Westerners, always looking for the next big thing in beverages, could probably take a lesson from the Middle East. With summer temperatures from Tehran to Cairo reaching well into the triple digits, the art of the cooling drink is a source of pride -- and self-preservation -- in many Middle Eastern homes. Each region has its favorites worth checking out when that carbonated beverage you usually reach for leaves you cold.Start with rosewater, water in which rose petals have been steeped, as an easy way to dress up regular tap or bottled water. The floral taste is reminiscent of the smell that fills your lungs when you inhale deeply from a rose in full bloom. Common to many Persian and Arab homes, rosewater is probably the most ubiquitously available item in Middle Eastern groceries.
""Rosewater is something that's always there in our foods and beverages,"" says May Bsisu, author of ""The Arab Table: Recipes and Culinary Traditions."" ""Many times, we add it to the drinking water to make it more refreshing. In the olden days, it was very valuable, and when you had special guests and served them this to drink, it meant that you were honoring your guests.""
In Iran, a sweet-and-sour syrup made with vinegar, sugar and fresh mint (called sharbat-e sekanjebin) is mixed with water and grated cucumber, then served over ice. The result is a crunchy, refreshing beverage.

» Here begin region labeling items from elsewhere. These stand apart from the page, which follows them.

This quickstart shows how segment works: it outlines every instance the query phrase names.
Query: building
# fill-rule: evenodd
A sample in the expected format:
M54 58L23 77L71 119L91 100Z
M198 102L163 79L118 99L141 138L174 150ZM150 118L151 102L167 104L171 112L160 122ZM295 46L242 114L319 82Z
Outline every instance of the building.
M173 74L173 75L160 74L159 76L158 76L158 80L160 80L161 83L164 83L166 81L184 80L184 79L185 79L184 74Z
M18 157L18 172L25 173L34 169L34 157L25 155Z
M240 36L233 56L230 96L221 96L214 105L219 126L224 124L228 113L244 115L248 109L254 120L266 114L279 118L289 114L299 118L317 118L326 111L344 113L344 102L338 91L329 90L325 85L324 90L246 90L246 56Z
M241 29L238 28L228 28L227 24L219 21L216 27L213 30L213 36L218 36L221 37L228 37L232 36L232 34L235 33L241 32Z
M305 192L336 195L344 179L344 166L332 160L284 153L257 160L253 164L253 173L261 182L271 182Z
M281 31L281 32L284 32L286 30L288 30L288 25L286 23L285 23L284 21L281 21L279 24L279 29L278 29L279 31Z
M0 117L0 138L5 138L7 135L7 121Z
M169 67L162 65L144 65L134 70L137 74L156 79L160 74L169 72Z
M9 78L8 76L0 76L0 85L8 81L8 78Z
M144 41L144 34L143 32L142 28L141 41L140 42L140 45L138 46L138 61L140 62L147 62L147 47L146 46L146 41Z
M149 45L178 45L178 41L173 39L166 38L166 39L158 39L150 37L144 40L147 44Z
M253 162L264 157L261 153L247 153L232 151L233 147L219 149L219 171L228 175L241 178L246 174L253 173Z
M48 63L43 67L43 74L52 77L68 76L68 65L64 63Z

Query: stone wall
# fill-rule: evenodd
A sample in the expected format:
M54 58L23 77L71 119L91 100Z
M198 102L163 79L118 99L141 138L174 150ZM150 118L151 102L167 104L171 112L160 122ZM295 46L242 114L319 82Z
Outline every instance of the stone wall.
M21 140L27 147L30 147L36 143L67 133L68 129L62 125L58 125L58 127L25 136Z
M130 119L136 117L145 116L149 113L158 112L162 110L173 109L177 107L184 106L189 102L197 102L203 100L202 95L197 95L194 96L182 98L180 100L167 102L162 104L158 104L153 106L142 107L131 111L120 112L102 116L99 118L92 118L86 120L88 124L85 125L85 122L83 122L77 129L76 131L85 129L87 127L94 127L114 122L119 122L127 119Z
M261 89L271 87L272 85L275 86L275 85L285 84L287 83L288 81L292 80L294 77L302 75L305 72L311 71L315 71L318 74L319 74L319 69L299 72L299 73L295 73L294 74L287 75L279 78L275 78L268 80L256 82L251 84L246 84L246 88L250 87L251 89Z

Chilled, savory yogurt drinks also are popular throughout the Middle East. ""Nothing beats a wonderful cold yogurt soup, an abdugh khiar, served with fresh herbs, cucumbers, raisins, nuts, rose petals and some ice cubes floating around in it,"" says Najmieh Batmanglij, an Iranian food writer who has written several books about traditional Iranian cooking.
Arabs enjoy a version called ayran that uses goat's milk yogurt. Middle Eastern beverage traditions have their roots in a culture of hospitality. Many devout Muslims believe they must never let a thirsty person pass their door without offering them water.
""Even in the olden days, in Kuwait and the Persian Gulf States, they would always have some cool water for passers-by that they kept in big clay pots at the gates of their houses,"" Bsisu says.
Many Middle Easterners also believe their cuisines capitalize on an age-old culinary alchemy designed to beat the heat. ""Offering hot tea with sweets to guests, without asking, is a very Persian form of hospitality,"" Batmanglij says. ""It is believed that drinking hot tea in the summer has a cooling effect.""
Hot teas, brewed with mint or cardamom or other aromatics, are consumed year-round in the Middle East.
""Nobody would think that hot tea will cool you down, but it does,"" Bsisu said. But Western food scientists say that commonly held belief doesn't hold water -- or tea.
""I'm aware of the lore around drinking something hot when it's hot out and how that is supposed to cool you,"" says Jennifer Sacheck, an assistant professor of nutrition at Tufts' Friedman School of Nutrition.
The idea is that by consuming hot tea, sweat production will increase and the body's core temperature will be lowered, she says.
""But in reality, the body is not going to be able to counteract the amount of heat that you drink and take in through sweating,"" Sacheck says. ""It has a lot to do with the placebo effect, if people believe it makes them feel good, it catches on and becomes lore.